LARGE FORMAT - When our farmers grow cameras
Agriculture - Fishing DOSSIER: The Large Format report of France Bleu Isère-
By Laurent Gallien, France Bleu Isère"Grand format" sets out to meet Isère farmers who have or will succumb to an increasingly widespread trend: video surveillance of farms agricultural. Cameras are gaining ground in the face of insecurity or the feeling of insecurity in the countryside.
They are here. Sometimes clearly visible near a greenhouse. Sometimes more hidden. Cameras are making more and more room for themselves on farms, changing lifestyles, in the face of actions that sometimes defy the imagination. At Le Bouchage, near Morestel, a couple of organic farmers have 4,000 pumpkins stolen in one night! In Saint-Marcellin a farm and its outbuildings go up in smoke. "No track is excluded" say the investigators but there are three fire starts. Growing insecurity or growing sense of insecurity, either way the result is the same. Smile, you're being filmed ! Even in the countryside.
Raw data
Precise figures of acts of delinquency and incivility against farmers are not easy to find. Because crime in rural areas is not specifically listed in this way, between farmers and others. With the exception in recent years of acts related to what has been called agribashing, which decreased in 2020 in Isère according to the prefecture and have been rather stable over the first nine months of this year.
The fact remains that damage to property has increased in recent years in the gendarmerie areas - which mainly cover rural areas or small towns - and that in Isère an agreement was recently reactivated between the chamber of agriculture, the prefecture and Gendarmerie for the establishment of referents in the brigades and for better feedback of information.
A delinquency that sometimes manifests itself in a spectacular way
In February 2021 in Saint-Marcellin, the Jany farm went up in smoke. All leads remain open according to investigators. Except that here there were three fire starts on three separate buildings. The criminal trail is beyond doubt for the son, Jules Jany, who has stopped wasting time wondering who is how "because we don't get out of it and the questions remain unanswered". Because we also had to get up as quickly as possible to harvest walnuts despite everything this year, in the only building still standing, with equipment bought back thanks to an advance from insurance and the help of neighboring farmers. Still with a lump in his stomach, "of course, so suddenly we warned the neighbors, as soon as there is a noise, that the dogs bark, my father gets up..."
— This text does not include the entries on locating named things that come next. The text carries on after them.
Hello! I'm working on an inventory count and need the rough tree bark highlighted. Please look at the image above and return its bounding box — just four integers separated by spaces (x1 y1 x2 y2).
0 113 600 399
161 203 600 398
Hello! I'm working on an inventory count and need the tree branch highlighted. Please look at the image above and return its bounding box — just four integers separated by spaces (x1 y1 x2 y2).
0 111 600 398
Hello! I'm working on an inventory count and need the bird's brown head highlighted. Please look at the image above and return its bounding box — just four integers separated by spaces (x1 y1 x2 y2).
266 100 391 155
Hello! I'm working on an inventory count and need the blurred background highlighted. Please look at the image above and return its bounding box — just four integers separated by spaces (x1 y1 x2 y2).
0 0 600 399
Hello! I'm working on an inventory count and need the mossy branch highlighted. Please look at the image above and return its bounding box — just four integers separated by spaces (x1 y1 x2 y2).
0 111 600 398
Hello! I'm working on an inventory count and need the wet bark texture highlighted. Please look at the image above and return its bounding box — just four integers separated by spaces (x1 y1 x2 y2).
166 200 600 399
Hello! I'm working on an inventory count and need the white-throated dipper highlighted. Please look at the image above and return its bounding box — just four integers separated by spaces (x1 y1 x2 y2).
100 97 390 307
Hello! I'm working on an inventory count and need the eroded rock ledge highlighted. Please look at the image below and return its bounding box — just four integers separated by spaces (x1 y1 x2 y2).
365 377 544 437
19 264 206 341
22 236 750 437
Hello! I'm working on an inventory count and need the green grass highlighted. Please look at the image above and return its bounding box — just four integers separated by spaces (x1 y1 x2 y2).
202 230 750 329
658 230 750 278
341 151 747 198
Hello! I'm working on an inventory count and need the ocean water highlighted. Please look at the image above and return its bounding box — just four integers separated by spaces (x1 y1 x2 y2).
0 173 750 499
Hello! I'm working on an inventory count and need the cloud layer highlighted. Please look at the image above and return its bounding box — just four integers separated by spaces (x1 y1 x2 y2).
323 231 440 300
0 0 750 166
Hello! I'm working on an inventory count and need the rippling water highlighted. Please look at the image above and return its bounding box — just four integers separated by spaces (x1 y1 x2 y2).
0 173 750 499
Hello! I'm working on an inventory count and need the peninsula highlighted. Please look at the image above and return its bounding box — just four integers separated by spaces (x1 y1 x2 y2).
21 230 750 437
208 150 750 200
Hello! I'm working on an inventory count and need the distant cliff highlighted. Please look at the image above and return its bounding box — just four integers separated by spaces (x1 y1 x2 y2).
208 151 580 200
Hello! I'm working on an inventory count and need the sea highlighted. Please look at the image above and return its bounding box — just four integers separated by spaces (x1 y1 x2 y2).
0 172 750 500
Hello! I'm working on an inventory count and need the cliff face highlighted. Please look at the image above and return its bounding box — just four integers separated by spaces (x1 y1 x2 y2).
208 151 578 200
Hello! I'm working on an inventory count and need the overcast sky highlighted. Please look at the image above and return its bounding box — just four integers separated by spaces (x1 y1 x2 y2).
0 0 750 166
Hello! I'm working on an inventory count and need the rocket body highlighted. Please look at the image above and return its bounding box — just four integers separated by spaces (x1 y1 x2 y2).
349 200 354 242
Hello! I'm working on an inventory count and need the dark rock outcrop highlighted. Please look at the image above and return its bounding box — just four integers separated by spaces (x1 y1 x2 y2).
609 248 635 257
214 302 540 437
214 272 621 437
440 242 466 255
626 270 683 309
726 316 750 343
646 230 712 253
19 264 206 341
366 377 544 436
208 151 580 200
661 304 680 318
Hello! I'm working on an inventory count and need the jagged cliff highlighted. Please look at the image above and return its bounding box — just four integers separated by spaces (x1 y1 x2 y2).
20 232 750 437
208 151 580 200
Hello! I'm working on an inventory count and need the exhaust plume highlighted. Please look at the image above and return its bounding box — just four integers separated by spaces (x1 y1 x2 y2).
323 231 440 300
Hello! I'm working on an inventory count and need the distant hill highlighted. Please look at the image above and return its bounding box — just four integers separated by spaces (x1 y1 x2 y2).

In the future building there will be cameras, doors and alarms everywhere. Regretfully says Jules Jany. "We have always lived, we have always worked a little as a family. My grandfather is retired but he always comes to do his little trick. So that means that if there we close all the buildings, that we put alarms he will have to understand that he can no longer come back [...] but hey, we have no choice". Other farmers should follow: there have been three unexplained farm fires in one year in the country of Saint-Marcellin.
In another genre, in October 2021 at Le Bouchage, near Morestel, Wilfried and Amandine Gagneux suffered a theft... of squash! Organic squash stolen as if they were truffles. We are far from pilferage: 4,000 pumpkins disappeared in one night. The work of "professionals", "equipped", with behind "a kind of parallel market" necessarily for Amandine.
Since the couple, recently established in agriculture, and already the victim of a lesser theft last year, plans to reinforce the security of its production with "a hunting camera system, which warns on the mobile when there is an intrusion. We may be woken up by a deer or a wild boar but also by people entering the plot, a truck..." The cost of the equipment is still holding them back but for how long ?
Aid for equipment from the Isère departmental council
The temptation of cameras and the demand are so present in the agricultural world that the department of Isère adopted in April 2021 a deliberation to help farmers equip themselves with video surveillance. Costs are covered up to 80%, up to a maximum of 4,000 euros. To fight against the theft of fuel, hives, small equipment and fires. And then finally these cameras can also alert more quickly of the beginning of an accidental disaster, allow to monitor the animals in the barn and the cow ready to calve. They have therefore probably not finished interfering in our campaigns as well.